Bunun üzerine patron Cavit, adamı karşısına oturtmuş:
-“Bir yılda 365 gün var. Bir yılda 52 hafta olduğuna ve sen her hafta 2 gün izin yaptığına göre, geriye 261 gün kalıyor.
Her günün 16 saatini iş yerinin dışında geçirdiğini kabul edersek, bu tam tamına 170 gün eder. Geriye ne kaldı? Yani 261'den 170'i çıkarınca... Kalır 91 gün. Her gün yok çiş arası, kahve-çay molası derken yarım saat çalıyorsun benden, bu da tam 23 gün demektir. Böylece kaldı 68 gün. Gene her gün 1 saat yemek molası veriyorsun ki, bunun toplamı yılda 46 gündür. Geriye çalışacağın 22 gün kalıyor arkadaş! Zaten her yıl 2 gün hastalık bahanesiyle işe gelmiyorsun, kaldı mı? 20 gün! Yılda 5 gün de resmi tatiller nedeniyle gitti. Kaldı geride 15 gün. Her yıl 14 gün izin yapıyorsun! Ne kaldı geride çalışacağın... Koca bir yılda kaç gün kaldı? Bir gün! Ee, o bir gün de ben sana izin verirsem Allah benim haneme günah yazar be adam!”
 
***
Bir imam, bir haham ve bir papaz ormanda geziyorlarmış.

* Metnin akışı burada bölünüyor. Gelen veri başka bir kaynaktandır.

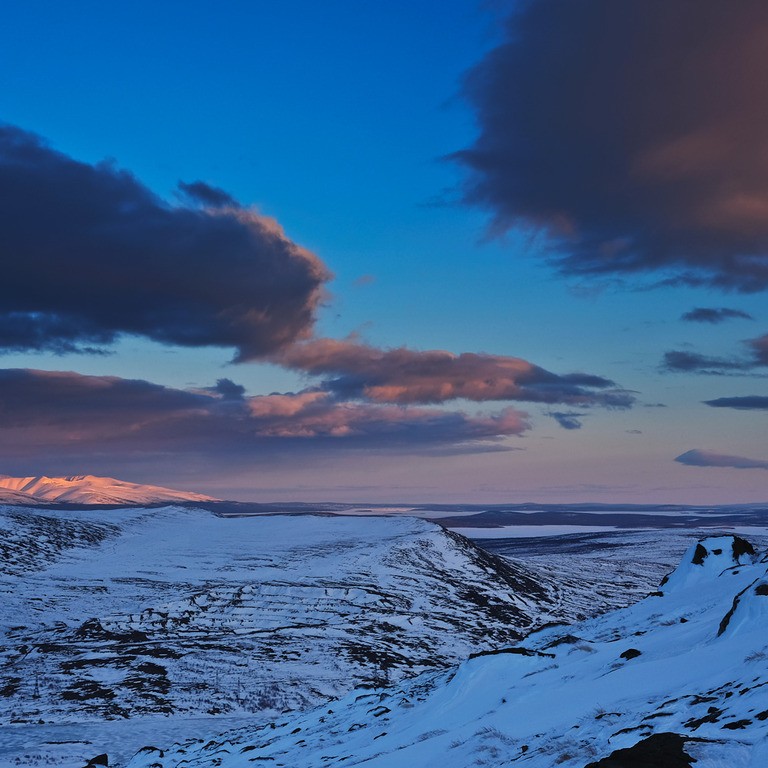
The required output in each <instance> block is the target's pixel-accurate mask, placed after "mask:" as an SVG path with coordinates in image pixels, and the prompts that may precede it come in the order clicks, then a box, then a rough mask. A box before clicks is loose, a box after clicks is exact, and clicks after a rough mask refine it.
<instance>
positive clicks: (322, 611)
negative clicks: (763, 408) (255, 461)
mask: <svg viewBox="0 0 768 768" xmlns="http://www.w3.org/2000/svg"><path fill="white" fill-rule="evenodd" d="M695 536H696V533H695V532H692V531H683V530H669V529H665V530H663V531H614V530H609V531H600V532H593V533H585V532H584V531H583V529H580V531H579V533H578V534H571V535H559V536H549V537H538V538H535V539H504V540H502V539H499V540H489V541H488V546H489V547H496V548H497V551H499V552H503V553H504V554H505V555H511V557H509V558H508V559H507V560H505V561H502V560H500V559H498V558H494V557H492V556H490V555H487V554H486V553H484V552H482V551H480V550H478V549H477V548H476V547H475V546H474V545H472V544H471V543H470V542H469V541H467V540H466V539H464V538H462V537H461V536H458V535H456V534H455V533H452V532H449V531H446V530H445V529H443V528H441V527H439V526H437V525H435V524H433V523H430V522H428V521H424V520H421V519H417V518H413V517H404V516H400V515H398V516H389V517H372V516H367V515H366V516H359V517H357V516H338V517H334V516H328V515H263V516H254V517H228V518H222V517H217V516H215V515H213V514H211V513H209V512H206V511H204V510H199V509H193V508H179V507H164V508H160V509H142V508H131V509H117V510H82V511H59V510H50V509H45V510H40V509H24V508H19V507H15V508H11V507H8V508H5V509H3V508H0V554H2V558H1V559H0V631H1V632H2V636H3V637H2V641H1V642H0V645H2V649H1V650H0V693H2V695H0V723H3V724H4V725H0V768H10V766H18V765H25V766H29V768H42V767H43V766H49V767H50V768H71V767H72V766H79V765H83V764H84V763H85V762H86V760H87V759H88V758H90V757H93V756H95V755H97V754H99V753H102V752H107V753H108V754H109V755H110V765H111V766H118V768H126V765H127V764H128V765H129V766H130V768H149V767H150V766H155V768H158V767H159V768H176V767H177V766H180V765H184V766H185V768H213V766H220V768H244V767H245V766H251V765H253V764H254V763H256V764H260V763H261V762H262V761H263V762H264V763H265V764H270V765H275V766H280V765H283V766H291V768H317V767H318V766H325V765H333V766H335V765H337V764H344V765H361V764H364V765H365V766H366V768H377V767H378V768H390V767H394V766H403V765H407V766H409V767H410V766H413V768H467V767H468V766H473V765H489V766H490V765H493V766H496V765H499V766H500V765H516V764H520V765H521V766H525V768H551V766H564V767H565V768H584V766H585V765H586V764H587V763H589V762H591V761H594V760H598V759H600V758H602V757H604V756H606V755H608V754H610V753H611V752H612V751H613V750H615V749H620V748H625V747H631V746H632V745H634V744H635V743H636V742H638V741H639V740H640V739H642V738H644V737H646V736H648V735H650V734H652V733H659V732H673V733H680V734H683V735H685V736H693V737H697V738H699V737H700V738H704V739H708V740H709V741H707V742H701V743H688V744H687V746H686V751H688V753H689V754H691V755H695V756H696V758H697V759H698V761H699V762H698V763H697V764H696V768H720V767H721V766H728V767H729V768H739V767H740V766H744V768H765V765H768V762H767V759H768V750H766V743H768V673H767V672H766V664H765V661H766V659H768V636H766V633H765V623H766V619H768V595H766V594H764V592H766V591H768V588H767V587H764V586H763V585H766V584H768V572H767V571H768V557H766V555H764V554H763V551H762V550H760V549H758V551H757V552H756V553H750V552H749V551H748V549H746V548H745V547H744V545H743V544H741V543H738V542H737V546H736V548H735V549H734V542H735V541H736V540H735V539H734V538H733V537H732V536H730V535H716V536H711V537H709V538H707V539H705V540H704V541H703V542H702V543H701V545H699V544H697V543H696V542H693V543H692V541H691V539H692V537H694V538H695ZM702 550H703V553H704V554H702ZM675 564H677V567H676V568H675ZM670 571H671V574H670V576H669V579H668V581H667V582H666V584H664V585H663V586H661V587H660V588H659V589H660V591H659V592H656V593H654V594H653V595H651V596H648V597H645V599H640V598H641V597H642V596H643V595H646V594H647V593H648V592H649V591H651V590H653V589H654V588H655V587H656V585H658V583H659V581H660V579H661V576H662V575H663V574H664V573H668V572H670ZM633 601H637V602H633ZM629 603H633V604H631V605H629ZM615 606H624V607H622V608H620V609H619V610H615V611H611V612H608V613H602V614H601V615H599V616H595V614H596V613H598V612H600V611H605V610H606V609H608V608H611V607H615ZM577 616H586V617H590V616H591V617H592V618H586V619H585V620H583V621H579V622H576V623H573V624H570V625H565V624H562V623H561V624H559V625H557V626H552V625H550V624H549V622H553V621H561V622H562V621H571V620H573V619H574V618H575V617H577ZM524 636H525V637H524ZM633 649H636V650H637V651H639V654H638V655H634V654H631V653H630V654H627V653H625V652H627V651H630V650H633ZM514 651H518V652H517V653H515V652H514ZM477 654H479V655H477ZM470 655H475V657H474V658H471V659H469V658H468V657H469V656H470ZM297 729H298V730H297ZM174 742H175V743H176V744H175V745H174ZM149 745H157V747H158V749H154V748H153V749H147V750H143V751H139V750H140V749H141V748H142V747H144V746H149ZM131 755H134V756H133V757H132V758H131Z"/></svg>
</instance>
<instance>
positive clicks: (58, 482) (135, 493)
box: [0, 475, 214, 504]
mask: <svg viewBox="0 0 768 768" xmlns="http://www.w3.org/2000/svg"><path fill="white" fill-rule="evenodd" d="M181 501H214V499H213V498H212V497H210V496H204V495H203V494H200V493H190V492H188V491H173V490H171V489H170V488H161V487H159V486H155V485H138V484H136V483H128V482H126V481H124V480H115V479H114V478H112V477H94V476H93V475H73V476H70V477H45V476H42V477H7V476H0V502H3V503H7V504H12V503H21V504H34V503H35V502H57V503H62V502H67V503H71V504H155V503H158V502H177V503H178V502H181Z"/></svg>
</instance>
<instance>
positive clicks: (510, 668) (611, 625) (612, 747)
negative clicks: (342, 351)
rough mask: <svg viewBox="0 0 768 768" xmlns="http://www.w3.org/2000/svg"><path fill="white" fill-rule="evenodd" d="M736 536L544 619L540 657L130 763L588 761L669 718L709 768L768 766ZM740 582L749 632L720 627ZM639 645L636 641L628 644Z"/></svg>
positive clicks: (704, 543) (764, 715)
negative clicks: (708, 562) (566, 625)
mask: <svg viewBox="0 0 768 768" xmlns="http://www.w3.org/2000/svg"><path fill="white" fill-rule="evenodd" d="M733 541H734V540H733V539H732V538H731V537H715V538H712V539H709V540H706V541H705V542H704V544H703V547H704V549H705V550H706V551H707V553H708V556H707V557H706V558H704V559H703V562H706V560H707V559H710V558H712V560H713V562H712V563H711V564H710V565H709V566H707V567H703V566H701V565H699V564H698V563H696V562H693V554H694V553H695V547H693V548H691V550H690V551H689V553H688V555H690V556H686V557H685V558H684V559H683V562H682V563H681V566H680V568H679V569H677V571H676V572H675V574H674V575H673V576H674V578H670V581H669V584H670V585H671V588H670V589H669V590H666V589H665V590H664V591H663V593H660V594H658V595H653V596H649V597H647V598H646V599H644V600H642V601H640V602H639V603H636V604H635V605H633V606H630V607H628V608H624V609H621V610H619V611H616V612H612V613H609V614H605V615H603V616H600V617H597V618H595V619H591V620H588V621H584V622H581V623H578V624H575V625H572V626H570V627H550V628H545V629H542V630H540V631H538V632H535V633H534V634H532V635H530V636H529V637H528V638H527V639H526V640H525V642H524V646H525V648H526V649H528V651H529V652H530V654H531V655H521V654H513V653H498V654H496V655H490V656H479V657H477V658H474V659H471V660H469V661H466V662H464V663H463V664H461V665H459V666H458V667H457V668H456V669H455V670H454V671H452V672H451V671H448V672H441V673H437V674H434V673H433V674H431V675H425V676H422V677H421V678H417V679H416V680H411V681H407V682H406V683H404V684H402V685H400V686H393V687H389V688H385V689H381V690H379V691H375V692H370V693H369V694H368V695H364V696H361V695H360V693H359V692H358V693H353V694H350V695H348V696H347V697H345V698H343V699H342V700H341V701H339V702H336V703H335V704H334V705H333V707H332V711H329V710H328V709H326V708H324V709H322V710H320V709H318V710H315V711H313V712H307V713H303V714H302V713H295V714H291V713H288V714H286V715H285V716H284V717H283V718H281V721H280V722H277V723H273V724H272V725H271V726H270V725H268V724H267V725H259V724H256V723H254V724H253V725H252V726H250V727H245V728H242V729H239V730H236V731H232V732H229V733H227V734H225V735H223V736H219V737H209V736H207V735H206V734H200V737H199V738H197V739H193V740H189V741H186V742H184V743H183V744H178V745H176V746H171V747H164V748H163V752H162V753H160V752H157V751H153V752H151V753H145V754H140V755H137V756H136V757H135V758H134V759H133V760H132V761H131V762H130V763H129V768H147V767H148V766H150V765H154V766H157V767H158V768H169V767H170V766H177V765H179V764H180V763H181V761H182V760H183V762H184V765H185V766H186V768H203V766H206V767H207V766H214V765H217V766H221V768H244V767H245V766H247V765H252V764H253V760H254V759H257V760H261V761H268V762H269V764H273V765H285V766H288V765H290V766H293V768H314V767H315V766H324V765H336V764H339V763H340V762H341V761H342V760H343V761H344V764H345V765H362V764H364V765H365V766H366V768H390V767H392V766H402V765H408V766H411V767H413V768H465V767H466V766H470V765H516V764H518V763H519V764H520V765H524V766H526V768H551V766H553V765H558V766H564V768H583V766H584V765H585V764H586V763H588V762H590V761H593V760H597V759H599V758H601V757H603V756H606V755H608V754H610V753H611V752H612V751H613V750H616V749H620V748H627V747H631V746H632V745H634V744H636V743H637V742H638V741H639V740H641V739H643V738H645V737H647V736H648V735H650V734H652V733H661V732H672V733H679V734H682V735H684V736H688V737H692V738H697V739H703V740H704V741H700V742H696V743H690V751H689V754H694V753H695V756H696V759H697V760H698V762H697V763H696V765H697V768H719V767H720V766H729V768H734V767H737V766H744V768H764V767H765V765H766V762H765V760H766V756H768V750H766V743H768V672H766V666H765V659H766V658H767V657H768V637H767V636H766V633H765V612H764V608H763V607H762V606H763V605H764V604H763V603H761V602H759V601H765V602H766V603H768V595H762V594H759V593H758V592H756V591H755V589H754V587H755V585H758V584H762V583H765V582H766V579H767V578H768V573H766V570H767V567H768V566H767V565H766V562H767V561H768V558H766V557H765V555H761V556H760V557H754V556H751V555H748V554H739V555H737V556H736V557H735V558H734V556H733V549H732V546H733ZM718 550H720V553H719V554H718V553H717V552H718ZM726 550H727V551H728V553H729V554H726ZM718 558H719V561H718V562H715V561H717V559H718ZM729 560H730V561H731V562H730V563H729ZM721 565H725V568H724V569H720V568H719V566H721ZM694 569H699V570H694ZM692 574H696V576H695V578H693V577H692ZM737 595H742V596H743V597H744V596H746V599H748V602H747V601H746V600H744V601H743V602H742V604H743V606H744V607H745V615H744V616H742V617H741V621H740V623H739V625H738V631H733V632H728V631H725V632H720V631H719V628H720V626H721V623H722V619H723V617H724V616H725V615H726V614H727V613H728V611H729V610H730V609H731V607H732V605H733V602H734V598H735V597H736V596H737ZM738 610H739V606H737V609H736V611H735V612H734V618H736V614H737V613H738ZM630 649H636V650H637V651H639V653H638V654H635V655H634V657H631V654H625V653H624V652H625V651H628V650H630ZM622 654H624V656H622Z"/></svg>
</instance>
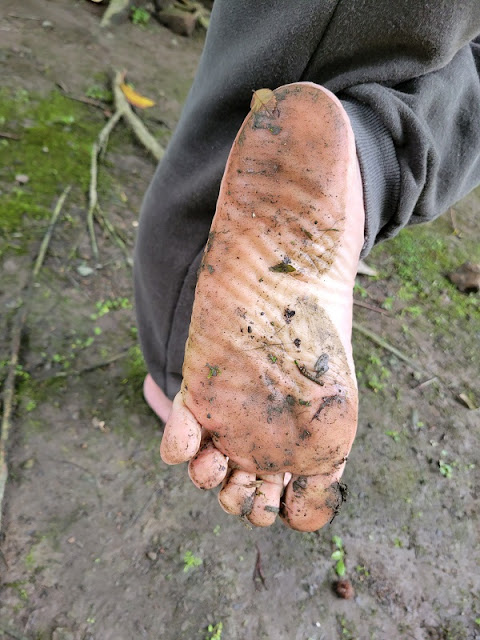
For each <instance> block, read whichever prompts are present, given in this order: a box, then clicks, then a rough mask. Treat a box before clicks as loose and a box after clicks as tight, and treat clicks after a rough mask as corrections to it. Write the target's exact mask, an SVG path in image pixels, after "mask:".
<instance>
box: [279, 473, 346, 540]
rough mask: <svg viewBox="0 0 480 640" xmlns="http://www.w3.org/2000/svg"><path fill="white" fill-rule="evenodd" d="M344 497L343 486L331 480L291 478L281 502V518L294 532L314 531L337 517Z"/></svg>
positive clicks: (330, 479) (344, 488)
mask: <svg viewBox="0 0 480 640" xmlns="http://www.w3.org/2000/svg"><path fill="white" fill-rule="evenodd" d="M345 494H346V487H345V485H343V484H341V483H340V482H337V481H334V482H333V483H332V476H293V477H292V480H291V481H290V483H289V484H288V486H287V488H286V491H285V496H284V498H283V501H282V508H281V517H282V519H283V521H284V522H285V524H287V525H288V526H289V527H291V528H292V529H297V530H298V531H316V530H317V529H321V528H322V527H323V526H324V525H325V524H327V522H330V521H331V520H332V518H333V517H334V516H335V515H336V514H337V513H338V511H339V509H340V507H341V506H342V502H343V501H344V498H345Z"/></svg>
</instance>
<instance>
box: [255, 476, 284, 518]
mask: <svg viewBox="0 0 480 640" xmlns="http://www.w3.org/2000/svg"><path fill="white" fill-rule="evenodd" d="M283 475H284V474H283V473H277V474H275V475H262V476H259V477H260V480H261V482H262V484H260V483H258V485H259V486H258V487H257V489H256V492H255V498H254V500H253V507H252V511H251V512H250V514H249V515H248V516H247V517H248V519H249V520H250V522H251V523H252V524H253V525H255V526H256V527H269V526H270V525H272V524H273V523H274V522H275V519H276V517H277V514H278V512H279V511H280V497H281V495H282V493H283Z"/></svg>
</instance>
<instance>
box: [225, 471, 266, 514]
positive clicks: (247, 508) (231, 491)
mask: <svg viewBox="0 0 480 640" xmlns="http://www.w3.org/2000/svg"><path fill="white" fill-rule="evenodd" d="M256 489H257V482H256V475H255V474H254V473H248V472H246V471H240V470H239V469H234V470H233V471H232V473H231V474H230V476H229V477H228V478H227V480H226V481H225V484H224V486H223V489H222V490H221V491H220V493H219V494H218V501H219V502H220V506H221V507H222V509H223V510H224V511H226V512H227V513H231V514H232V515H235V516H248V515H249V513H251V511H252V509H253V503H254V499H255V492H256Z"/></svg>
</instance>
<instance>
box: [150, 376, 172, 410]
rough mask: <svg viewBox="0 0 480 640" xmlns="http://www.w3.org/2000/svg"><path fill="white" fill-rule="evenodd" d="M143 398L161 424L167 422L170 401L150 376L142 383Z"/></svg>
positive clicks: (171, 405) (170, 409)
mask: <svg viewBox="0 0 480 640" xmlns="http://www.w3.org/2000/svg"><path fill="white" fill-rule="evenodd" d="M143 397H144V398H145V400H146V401H147V404H148V406H149V407H150V409H151V410H152V411H154V412H155V413H156V414H157V416H158V417H159V418H160V420H162V421H163V422H167V420H168V417H169V415H170V412H171V410H172V405H173V403H172V401H171V400H170V399H169V398H167V396H166V395H165V394H164V393H163V391H162V390H161V389H160V387H159V386H158V385H157V383H156V382H155V380H154V379H153V378H152V376H151V375H150V374H147V376H146V378H145V380H144V381H143Z"/></svg>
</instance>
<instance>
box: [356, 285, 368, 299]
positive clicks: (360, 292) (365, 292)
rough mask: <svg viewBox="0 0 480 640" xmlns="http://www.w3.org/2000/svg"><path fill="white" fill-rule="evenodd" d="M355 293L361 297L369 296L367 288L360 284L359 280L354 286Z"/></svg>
mask: <svg viewBox="0 0 480 640" xmlns="http://www.w3.org/2000/svg"><path fill="white" fill-rule="evenodd" d="M353 293H356V294H358V295H359V296H360V297H361V298H367V297H368V291H367V290H366V289H365V287H362V285H361V284H358V282H356V283H355V284H354V286H353Z"/></svg>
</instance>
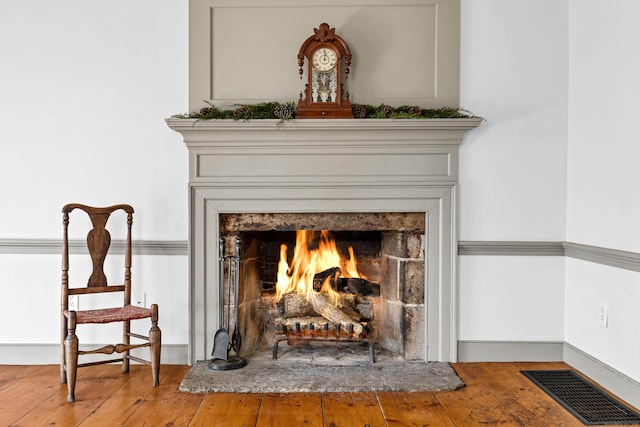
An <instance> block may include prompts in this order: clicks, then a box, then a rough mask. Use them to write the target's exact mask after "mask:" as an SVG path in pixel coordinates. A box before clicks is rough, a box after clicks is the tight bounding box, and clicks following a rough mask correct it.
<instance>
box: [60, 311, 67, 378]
mask: <svg viewBox="0 0 640 427" xmlns="http://www.w3.org/2000/svg"><path fill="white" fill-rule="evenodd" d="M60 318H61V320H60V323H61V325H60V384H64V383H66V382H67V372H66V370H65V368H64V365H65V357H64V340H65V339H66V338H67V318H66V317H65V316H64V315H60Z"/></svg>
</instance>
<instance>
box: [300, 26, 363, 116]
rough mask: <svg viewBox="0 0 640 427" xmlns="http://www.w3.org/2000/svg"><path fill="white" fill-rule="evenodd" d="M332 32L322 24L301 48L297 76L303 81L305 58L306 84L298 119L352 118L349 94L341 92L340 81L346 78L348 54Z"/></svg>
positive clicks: (341, 87) (341, 83)
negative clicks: (306, 67)
mask: <svg viewBox="0 0 640 427" xmlns="http://www.w3.org/2000/svg"><path fill="white" fill-rule="evenodd" d="M335 30H336V29H335V28H331V27H329V24H327V23H322V24H320V26H319V27H318V28H314V30H313V31H314V34H313V35H312V36H310V37H309V38H307V39H306V40H305V41H304V43H302V46H300V50H299V51H298V67H299V70H298V72H299V74H300V78H301V79H302V76H303V74H304V69H303V67H304V61H305V58H306V60H307V67H308V68H307V79H308V81H307V83H306V84H305V90H304V94H303V93H302V92H301V93H300V100H299V101H298V110H297V113H296V117H297V118H314V119H320V118H326V119H336V118H353V113H352V112H351V103H350V102H349V93H348V92H345V91H344V86H343V81H342V80H343V78H344V79H346V78H347V77H348V76H349V66H350V65H351V51H350V50H349V46H348V45H347V43H346V42H345V41H344V40H343V39H342V37H340V36H338V35H336V33H335Z"/></svg>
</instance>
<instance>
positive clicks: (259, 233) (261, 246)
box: [220, 212, 425, 360]
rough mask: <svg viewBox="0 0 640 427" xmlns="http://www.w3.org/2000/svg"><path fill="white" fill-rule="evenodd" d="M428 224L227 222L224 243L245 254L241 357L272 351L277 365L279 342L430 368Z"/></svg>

Bir gölün kenarına gelmişler.
Hava sıcak mı sıcak.
Bakmışlar çevrede de kimse yok, iyice soyunup göle girmişler.
Çıktıklarında bir bakmışlar ki kıyafetleri ortada yok.
Aramışlar taramışlar ama bir türlü bulamamışlar.
Sonunda haham: “Benim evim ormanın içinde, biraz ileride. Benim eve gidelim, ben size giyecek bir şeyler veririm” deyince beraber ormanın içinde anadan üryan hahamın evine yürümeye başlamışlar.
Tam eve yaklaştıkları sırada bir grup kadın belirmiş. Kaçacak bir yerde yok.
Papaz hemen ön tarafını kapatmış.
Haham da hemen ön tarafını kapatmış iki eli ile. İmam ise yüzünü kapatmış.
Kadınlar geçtikten sonra Haham ile Papaz İmam “Neden önünü kapatmadın” diye sormuşlar.